Brian.oco 0 Tallied Votes 121 Views Share

Call it a tale of two headlines:

"Microsoft and Yahoo in talks again on online unit": 30 Nov 2008/Reuters

"Microsoft-Yahoo deal "total fiction:" 30 Nov 2008/Reuters

So which is it?

One of the key players originally mentioned as a possible replacement for Yahoo CEO Jerry Yang has told a Wall Street Journal blog that a proposed Microsoft/Yahoo deal is "total fiction". That story was unveiled by the U.K.-based Sunday Times, which reported that Microsoft would buy Yahoo's search division for $20 billion; and that a key part of that deal would be Microsoft bringing in its own management team.

"The team would be led by ex-AOL Chairman and CEO Jonathan Miller and former Fox Interactive Media President Ross Levinsohn," the report said. Tell that to Levinsohn, who told the AllThingsDigital blog that there was no truth to the story. The blog went on to report that key sources at both Yahoo and Microsoft also dismissed the report.

Either all of the key sources are lying or there is no deal in place. Right now, it looks like the latter. But the soap opera we know as Yahoo-Microsoft looks like it might go on forever.

With that story on the back burner - again - the focus is on the stock market today. The Dow Jones Industrial Average and the Standard & Poor's 500 Index were able to string together gains for five straight days in the last five trading sessions, the first time that's happened since July, 2007, and the biggest five-day percentage spike since the 1930's.

That should end today, as investors scale back, take some profits, and assess the economic tea leaves coming out this week. That process begins with the Institute for Supply Management, a trade group of purchasing executives, that will release its monthly report on manufacturing activity this morning (Monday). Similar readings released earlier in China and the U.K. show that manufacturing contracted sharply in those economies in November.

Also this morning, the Commerce Department will report that construction spending dropped in October. Construction spending for October likely fell by 0.9 percent, according to the consensus view of economists surveyed by Thomson/Reuters. Late this week the November jobs numbers come out from the U.S. Labor Department, another key benchmark for cautious investors this week.

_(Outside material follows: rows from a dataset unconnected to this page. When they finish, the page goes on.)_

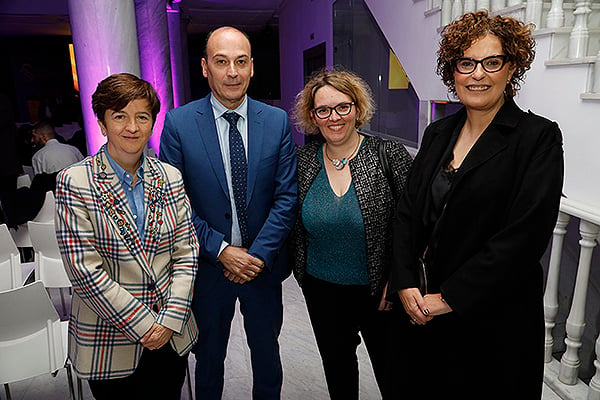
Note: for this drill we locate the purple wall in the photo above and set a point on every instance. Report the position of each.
(302, 25)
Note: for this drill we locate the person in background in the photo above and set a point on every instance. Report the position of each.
(238, 161)
(123, 224)
(52, 155)
(341, 242)
(478, 211)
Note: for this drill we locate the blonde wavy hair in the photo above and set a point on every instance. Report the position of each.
(346, 82)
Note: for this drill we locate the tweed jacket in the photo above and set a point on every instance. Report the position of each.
(116, 276)
(375, 200)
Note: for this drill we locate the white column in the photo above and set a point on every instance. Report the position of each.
(456, 9)
(594, 389)
(596, 85)
(569, 363)
(105, 42)
(483, 5)
(556, 15)
(498, 4)
(551, 293)
(155, 59)
(580, 35)
(446, 12)
(533, 12)
(470, 6)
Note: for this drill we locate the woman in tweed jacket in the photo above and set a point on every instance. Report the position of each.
(124, 229)
(342, 239)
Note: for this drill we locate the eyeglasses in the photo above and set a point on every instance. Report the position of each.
(467, 65)
(325, 111)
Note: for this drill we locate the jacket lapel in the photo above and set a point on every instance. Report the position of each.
(154, 204)
(113, 204)
(255, 145)
(208, 135)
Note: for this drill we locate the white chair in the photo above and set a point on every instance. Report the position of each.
(32, 337)
(10, 261)
(23, 181)
(49, 267)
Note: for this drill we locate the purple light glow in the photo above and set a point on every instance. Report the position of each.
(155, 60)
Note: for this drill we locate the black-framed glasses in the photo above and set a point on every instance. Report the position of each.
(467, 65)
(341, 109)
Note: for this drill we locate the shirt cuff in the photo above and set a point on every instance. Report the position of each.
(223, 245)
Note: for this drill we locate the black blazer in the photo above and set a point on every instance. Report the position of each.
(499, 216)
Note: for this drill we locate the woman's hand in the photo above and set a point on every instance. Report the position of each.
(384, 305)
(415, 305)
(156, 337)
(436, 304)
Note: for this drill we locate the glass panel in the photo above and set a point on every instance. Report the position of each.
(359, 45)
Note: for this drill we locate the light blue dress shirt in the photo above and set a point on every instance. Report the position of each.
(134, 194)
(223, 135)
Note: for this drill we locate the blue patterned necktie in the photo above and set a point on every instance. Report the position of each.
(239, 173)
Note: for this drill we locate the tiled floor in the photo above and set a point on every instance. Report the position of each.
(303, 373)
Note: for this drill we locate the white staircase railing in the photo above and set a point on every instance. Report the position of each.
(562, 377)
(574, 25)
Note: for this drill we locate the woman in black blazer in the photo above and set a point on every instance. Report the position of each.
(479, 207)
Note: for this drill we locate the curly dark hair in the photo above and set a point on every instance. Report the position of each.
(118, 90)
(516, 38)
(342, 80)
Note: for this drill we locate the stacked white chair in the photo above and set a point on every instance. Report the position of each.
(32, 337)
(49, 267)
(10, 261)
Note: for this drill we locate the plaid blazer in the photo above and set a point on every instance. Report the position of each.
(116, 277)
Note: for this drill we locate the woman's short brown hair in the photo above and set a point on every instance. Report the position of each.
(516, 38)
(346, 82)
(118, 90)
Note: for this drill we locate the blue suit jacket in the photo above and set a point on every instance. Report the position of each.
(189, 142)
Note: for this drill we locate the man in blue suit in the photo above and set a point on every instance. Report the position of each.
(242, 255)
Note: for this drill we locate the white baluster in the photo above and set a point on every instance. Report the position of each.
(446, 12)
(470, 6)
(483, 4)
(456, 9)
(580, 35)
(498, 4)
(533, 12)
(556, 15)
(569, 363)
(551, 293)
(596, 86)
(594, 389)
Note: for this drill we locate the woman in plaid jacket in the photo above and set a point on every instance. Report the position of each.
(123, 223)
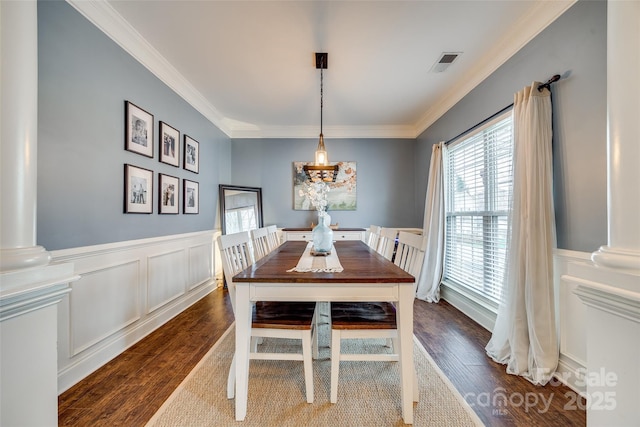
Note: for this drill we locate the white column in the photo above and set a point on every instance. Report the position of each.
(18, 143)
(623, 148)
(610, 287)
(30, 287)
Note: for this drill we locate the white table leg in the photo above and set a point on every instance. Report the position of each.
(405, 335)
(243, 337)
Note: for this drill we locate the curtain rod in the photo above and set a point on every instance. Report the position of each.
(541, 86)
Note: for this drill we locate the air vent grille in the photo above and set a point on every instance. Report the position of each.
(446, 59)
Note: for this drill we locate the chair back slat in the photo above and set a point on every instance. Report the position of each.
(273, 240)
(259, 238)
(387, 242)
(410, 253)
(374, 236)
(236, 254)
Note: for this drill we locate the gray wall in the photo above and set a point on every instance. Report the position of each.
(84, 80)
(575, 47)
(384, 172)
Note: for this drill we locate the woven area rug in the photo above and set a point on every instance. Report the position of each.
(368, 392)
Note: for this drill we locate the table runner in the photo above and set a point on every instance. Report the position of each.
(318, 264)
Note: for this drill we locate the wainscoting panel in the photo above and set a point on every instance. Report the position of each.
(166, 278)
(572, 321)
(127, 290)
(103, 302)
(200, 264)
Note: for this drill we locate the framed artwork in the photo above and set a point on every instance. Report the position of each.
(342, 193)
(138, 190)
(191, 154)
(169, 196)
(191, 197)
(138, 130)
(169, 145)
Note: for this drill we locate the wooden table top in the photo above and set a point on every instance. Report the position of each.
(334, 229)
(361, 265)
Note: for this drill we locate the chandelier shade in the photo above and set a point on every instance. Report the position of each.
(321, 170)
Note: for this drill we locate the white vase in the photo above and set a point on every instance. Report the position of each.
(322, 234)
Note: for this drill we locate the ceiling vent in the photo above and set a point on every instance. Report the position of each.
(446, 59)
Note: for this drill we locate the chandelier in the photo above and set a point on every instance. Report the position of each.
(321, 170)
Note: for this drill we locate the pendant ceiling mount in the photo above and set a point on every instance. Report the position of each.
(321, 170)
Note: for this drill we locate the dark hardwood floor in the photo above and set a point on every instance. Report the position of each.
(129, 390)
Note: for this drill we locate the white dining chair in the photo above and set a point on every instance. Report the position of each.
(387, 242)
(374, 236)
(259, 239)
(410, 253)
(270, 319)
(373, 319)
(273, 240)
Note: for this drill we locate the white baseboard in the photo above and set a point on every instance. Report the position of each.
(478, 313)
(126, 291)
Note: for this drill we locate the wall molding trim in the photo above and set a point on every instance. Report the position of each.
(125, 291)
(109, 21)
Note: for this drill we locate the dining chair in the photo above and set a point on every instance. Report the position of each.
(387, 242)
(374, 236)
(270, 319)
(273, 240)
(373, 319)
(410, 253)
(260, 241)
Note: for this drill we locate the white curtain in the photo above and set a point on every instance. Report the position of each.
(524, 337)
(428, 288)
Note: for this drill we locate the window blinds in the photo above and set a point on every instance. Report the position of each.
(478, 189)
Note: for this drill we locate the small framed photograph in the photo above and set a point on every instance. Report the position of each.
(138, 190)
(191, 197)
(169, 196)
(169, 145)
(138, 130)
(191, 154)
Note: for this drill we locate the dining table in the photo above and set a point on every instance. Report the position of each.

One sector where investors might make some hay this week is in the high-end technology market. "Technology is one of the most attractive sectors in the stock market presently, offering high-quality names at greatly reduced prices, technology sector analyst Ben Rogoff from Polar Capital Partners told CNBC this morning. Rogoff especially likes Apple, Microsoft, Goggle, and Research in Motion. Rogoff told "Squawk Box Europe" that those companies used to trade at 20-times earnings and are now 10-times earnings. "If you can buy quality businesses, franchise businesses at 10-times earnings, why would you mess around with small-cap subscale businesses at five-times earnings," Rogoff said. "It just seems daft to me."

Just food for thought on what should be a busy post-holiday trading session.